For decades, the evidence in this case went untested for DNA. Last year, the Shelby County Criminal Court ordered testing. On Jan. 19, 2021, Mr. Payne’s lawyer’s submitted the results of the testing to the court, which included male DNA from an unknown third party. However the DNA was too degraded to identify an alternate suspect using the FBI’s database. The State is unable to account for the most critical evidence, the victim’s fingernail clippings, that have mysteriously gone missing. These clippings are crucial to determining the actual perpetrator as the prosecution argued at trial that the victim had scratched her attacker.

The prosecution employed racial stereotypes to portray Mr. Payne, a Black man, as a hypersexual and violent drug user, who attacked a white woman when she refused him sex. The prosecution repeatedly highlighted the victim’s “white skin” when referring to parts of her body during the trial, while painting a portrait of Mr. Payne as a drug-using, aggressive, hypersexual Black man, though there was no evidence to support that characterization.

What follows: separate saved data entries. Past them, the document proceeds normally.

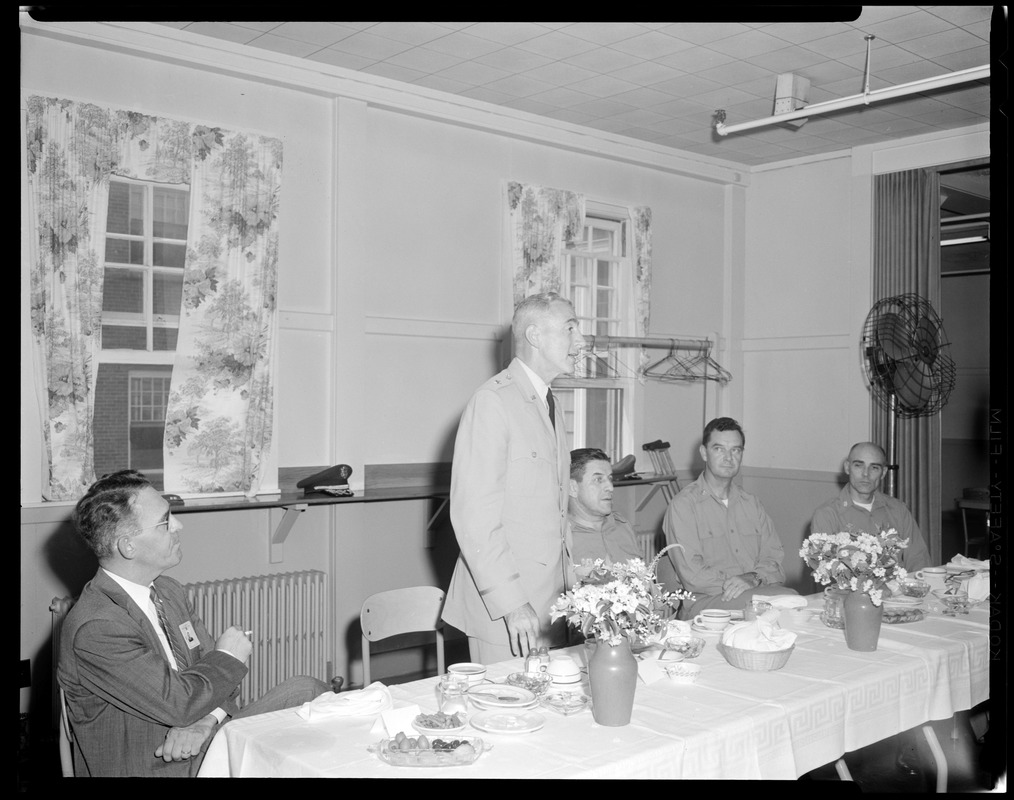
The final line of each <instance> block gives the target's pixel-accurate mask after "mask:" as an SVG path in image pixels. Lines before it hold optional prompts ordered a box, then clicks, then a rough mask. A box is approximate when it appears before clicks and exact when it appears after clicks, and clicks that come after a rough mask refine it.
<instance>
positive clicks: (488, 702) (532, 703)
mask: <svg viewBox="0 0 1014 800" xmlns="http://www.w3.org/2000/svg"><path fill="white" fill-rule="evenodd" d="M468 699H469V700H470V701H472V702H473V704H475V705H476V706H478V707H479V708H480V709H526V708H531V707H533V706H534V705H535V704H536V703H538V699H537V698H536V697H535V695H534V693H532V692H529V690H528V689H526V688H522V687H521V686H512V685H510V684H509V683H494V684H492V685H486V684H483V685H481V686H473V687H472V688H469V689H468Z"/></svg>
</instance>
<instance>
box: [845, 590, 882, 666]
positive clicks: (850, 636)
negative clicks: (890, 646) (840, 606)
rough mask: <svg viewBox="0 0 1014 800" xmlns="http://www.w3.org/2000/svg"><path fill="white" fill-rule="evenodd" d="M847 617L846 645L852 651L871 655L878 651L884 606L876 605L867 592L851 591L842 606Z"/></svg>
mask: <svg viewBox="0 0 1014 800" xmlns="http://www.w3.org/2000/svg"><path fill="white" fill-rule="evenodd" d="M842 610H843V616H844V617H845V643H846V644H847V645H848V646H849V649H850V650H860V651H863V652H867V653H870V652H872V651H874V650H876V649H877V641H878V640H879V639H880V625H881V623H882V622H883V615H884V607H883V605H882V604H881V605H874V604H873V600H872V599H870V595H869V594H868V593H866V592H858V591H851V592H848V593H847V594H846V595H845V601H844V602H843V604H842Z"/></svg>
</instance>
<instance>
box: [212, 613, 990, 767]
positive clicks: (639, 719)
mask: <svg viewBox="0 0 1014 800" xmlns="http://www.w3.org/2000/svg"><path fill="white" fill-rule="evenodd" d="M808 603H809V605H808V609H809V610H810V611H811V612H812V613H811V615H810V617H809V619H805V617H806V614H805V613H802V614H799V613H797V614H795V615H794V617H793V625H792V629H791V630H794V631H795V633H796V634H797V639H796V644H795V650H794V652H793V653H792V655H791V657H790V658H789V661H788V663H787V664H786V665H785V666H784V667H783V668H782V669H780V670H777V671H771V672H753V671H746V670H740V669H736V668H735V667H733V666H731V665H729V664H728V663H727V662H726V661H725V659H724V658H723V656H722V655H721V654H720V653H719V652H718V650H717V649H716V644H717V642H718V637H717V636H716V635H706V636H705V638H706V640H707V645H706V646H705V649H704V652H703V653H702V654H701V656H700V657H699V658H698V659H696V661H695V663H698V664H700V665H701V666H702V668H703V669H702V673H701V676H700V678H699V680H698V682H697V683H696V684H694V685H681V684H675V683H673V682H671V681H669V680H668V679H667V678H664V677H663V678H662V679H661V680H659V681H655V682H652V683H650V684H647V683H644V682H640V681H639V683H638V687H637V694H636V697H635V705H634V712H633V716H632V719H631V723H630V724H629V725H626V726H623V727H605V726H601V725H598V724H596V723H595V722H594V720H593V718H592V714H591V711H590V710H586V711H583V712H581V713H579V714H575V715H572V716H569V717H565V716H562V715H560V714H557V713H556V712H554V711H552V710H549V709H536V711H538V713H540V714H541V715H542V716H544V717H545V718H546V724H545V726H544V727H542V728H541V729H539V730H536V731H533V732H530V733H511V734H495V733H494V734H490V733H482V732H480V731H476V730H472V729H470V728H468V729H466V730H465V732H464V733H465V734H467V735H470V736H481V737H482V738H483V739H484V740H486V741H487V742H489V743H492V745H493V747H492V749H490V750H488V751H486V752H485V753H484V754H483V755H482V756H481V757H480V758H479V759H478V760H477V761H476V762H475V763H473V765H468V766H461V767H447V768H406V767H392V766H389V765H387V763H384V762H382V761H381V760H380V759H379V758H378V757H377V756H376V755H374V754H372V753H370V752H368V751H367V749H366V748H367V746H368V745H370V744H372V743H375V742H377V741H378V740H379V739H380V738H381V735H380V734H378V733H375V732H373V730H374V723H375V722H376V721H377V718H376V716H375V715H374V716H369V717H340V718H332V719H327V720H323V721H319V722H306V721H304V720H303V719H302V718H301V717H299V716H298V715H297V714H296V713H295V711H294V710H291V709H290V710H285V711H278V712H273V713H270V714H263V715H260V716H256V717H249V718H245V719H238V720H234V721H231V722H229V723H228V724H227V725H225V726H224V727H223V728H222V729H221V730H220V731H219V732H218V734H217V735H216V736H215V738H214V740H213V741H212V743H211V745H210V746H209V748H208V752H207V755H206V757H205V760H204V763H203V765H202V768H201V772H200V775H201V777H229V776H231V777H275V778H560V779H566V778H577V779H600V778H605V779H608V778H625V779H660V778H669V779H753V780H758V779H759V780H795V779H796V778H798V777H799V776H801V775H803V774H804V773H807V772H809V771H811V770H814V769H816V768H818V767H821V766H823V765H827V763H831V762H834V761H836V760H837V759H838V758H840V757H841V756H842V755H843V754H844V753H848V752H850V751H852V750H856V749H858V748H860V747H864V746H866V745H868V744H872V743H873V742H876V741H879V740H882V739H884V738H887V737H889V736H891V735H893V734H896V733H899V732H901V731H906V730H909V729H911V728H915V727H917V726H920V725H923V724H924V723H927V722H929V721H931V720H943V719H948V718H950V717H951V716H952V715H953V714H955V713H956V712H959V711H964V710H968V709H971V708H972V707H974V706H975V705H977V704H980V703H982V702H984V701H985V700H987V699H988V698H989V689H990V686H989V684H990V681H989V673H990V647H989V610H988V608H987V607H986V606H980V607H977V608H973V609H972V610H971V612H970V613H969V614H967V615H965V616H958V617H948V616H944V615H943V614H942V612H941V610H942V609H941V607H940V606H939V604H937V601H936V600H933V599H931V600H930V601H928V602H927V603H926V607H927V611H926V617H925V619H924V620H923V621H921V622H918V623H909V624H901V625H884V626H883V627H882V629H881V634H880V641H879V644H878V647H877V650H876V651H875V652H871V653H865V652H856V651H852V650H849V649H848V648H847V646H846V644H845V640H844V636H843V633H842V631H839V630H834V629H829V628H826V627H825V626H824V625H823V624H822V623H821V622H820V620H819V615H818V613H817V611H818V610H819V608H820V607H821V606H822V599H821V598H820V597H819V596H817V595H814V596H812V597H810V598H808ZM786 627H788V626H786ZM579 649H580V648H576V649H575V655H577V651H578V650H579ZM521 668H522V663H521V659H515V660H511V661H504V662H500V663H497V664H492V665H490V666H489V670H488V675H487V676H488V678H489V679H492V680H494V681H496V682H502V681H503V680H504V679H505V678H506V676H507V675H508V674H509V673H510V672H513V671H517V670H519V669H521ZM435 682H436V678H435V677H432V678H426V679H423V680H416V681H414V682H411V683H403V684H399V685H393V686H390V687H389V688H390V693H391V696H392V699H393V701H394V707H395V708H400V707H404V706H406V705H409V704H417V705H418V706H419V707H420V709H421V711H423V712H433V711H435V706H436V703H435V697H434V685H435ZM458 735H459V736H460V735H464V734H458Z"/></svg>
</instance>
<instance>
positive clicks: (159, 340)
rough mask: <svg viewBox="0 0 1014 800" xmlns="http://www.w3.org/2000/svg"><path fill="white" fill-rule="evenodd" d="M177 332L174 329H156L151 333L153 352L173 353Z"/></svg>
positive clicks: (173, 350)
mask: <svg viewBox="0 0 1014 800" xmlns="http://www.w3.org/2000/svg"><path fill="white" fill-rule="evenodd" d="M178 333H179V332H178V331H177V330H176V329H175V328H156V329H155V330H154V331H152V332H151V345H152V349H153V350H169V351H173V352H174V351H175V349H176V338H177V337H178Z"/></svg>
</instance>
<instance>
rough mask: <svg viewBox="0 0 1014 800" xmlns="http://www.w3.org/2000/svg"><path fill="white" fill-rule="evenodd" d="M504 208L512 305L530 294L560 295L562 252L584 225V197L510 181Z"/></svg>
mask: <svg viewBox="0 0 1014 800" xmlns="http://www.w3.org/2000/svg"><path fill="white" fill-rule="evenodd" d="M507 207H508V217H509V227H510V244H511V267H512V272H513V276H514V305H517V304H518V303H519V302H520V301H521V300H523V299H524V298H525V297H528V296H529V295H532V294H538V293H539V292H559V291H560V288H561V283H562V277H561V274H560V267H561V264H562V261H563V258H562V257H563V251H564V249H566V247H567V246H568V245H572V244H573V243H574V239H575V237H577V236H580V234H581V227H582V225H583V224H584V196H583V195H578V194H576V193H574V192H567V191H566V190H562V189H547V188H545V187H537V186H532V185H527V184H518V183H516V181H513V180H512V181H509V183H508V184H507Z"/></svg>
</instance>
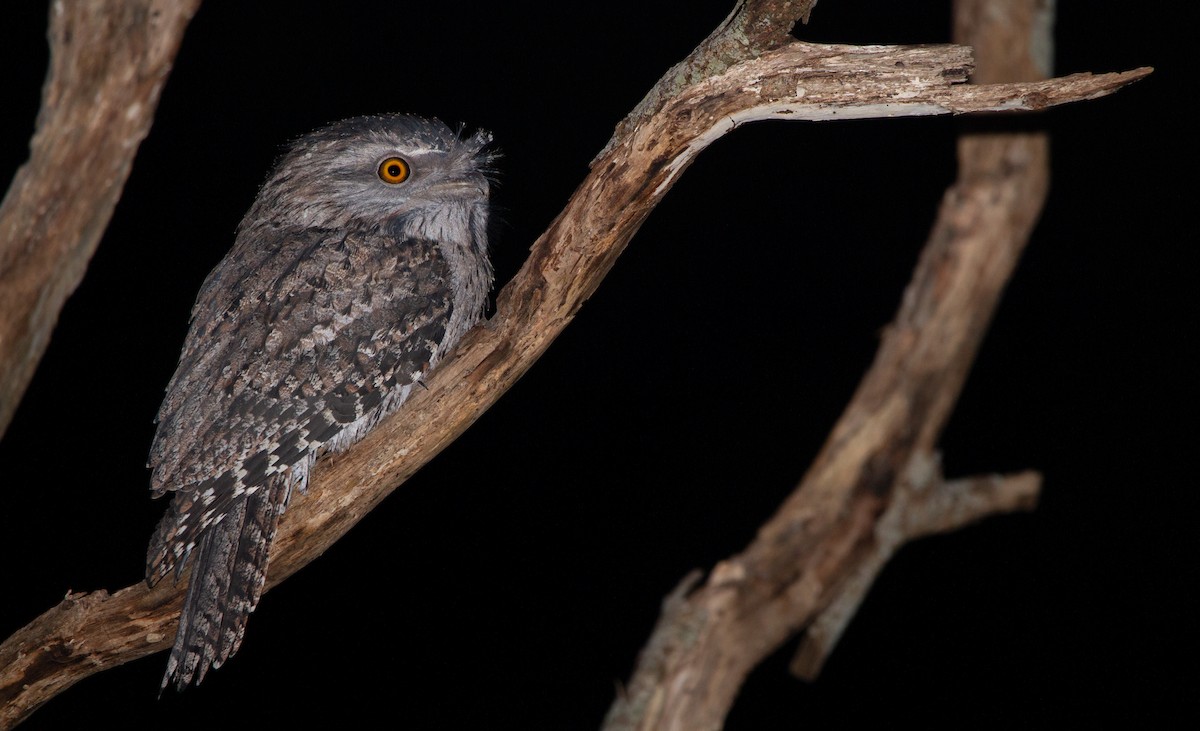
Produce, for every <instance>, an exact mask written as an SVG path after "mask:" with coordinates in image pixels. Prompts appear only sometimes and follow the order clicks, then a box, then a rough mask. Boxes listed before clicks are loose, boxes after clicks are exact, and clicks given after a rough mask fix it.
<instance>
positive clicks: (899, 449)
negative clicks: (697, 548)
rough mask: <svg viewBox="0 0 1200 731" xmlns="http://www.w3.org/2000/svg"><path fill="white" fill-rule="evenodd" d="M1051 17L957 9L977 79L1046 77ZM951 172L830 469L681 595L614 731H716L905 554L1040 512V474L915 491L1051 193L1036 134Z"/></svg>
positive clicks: (772, 517) (848, 417)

The use of racial stereotypes contributes to wrongful conviction. Innocent Black people are seven times more likely to be wrongfully convicted of murder than innocent white people, according to the National Registry of Exonerations. Studies have also found that the race of the victim influences the likelihood of the death sentence being applied. Nearly 300 Black people accused of murdering white people have been executed since 1976 — approximately 14 times more than the number of white people executed for murdering white people — the Death Penalty Information Center reported.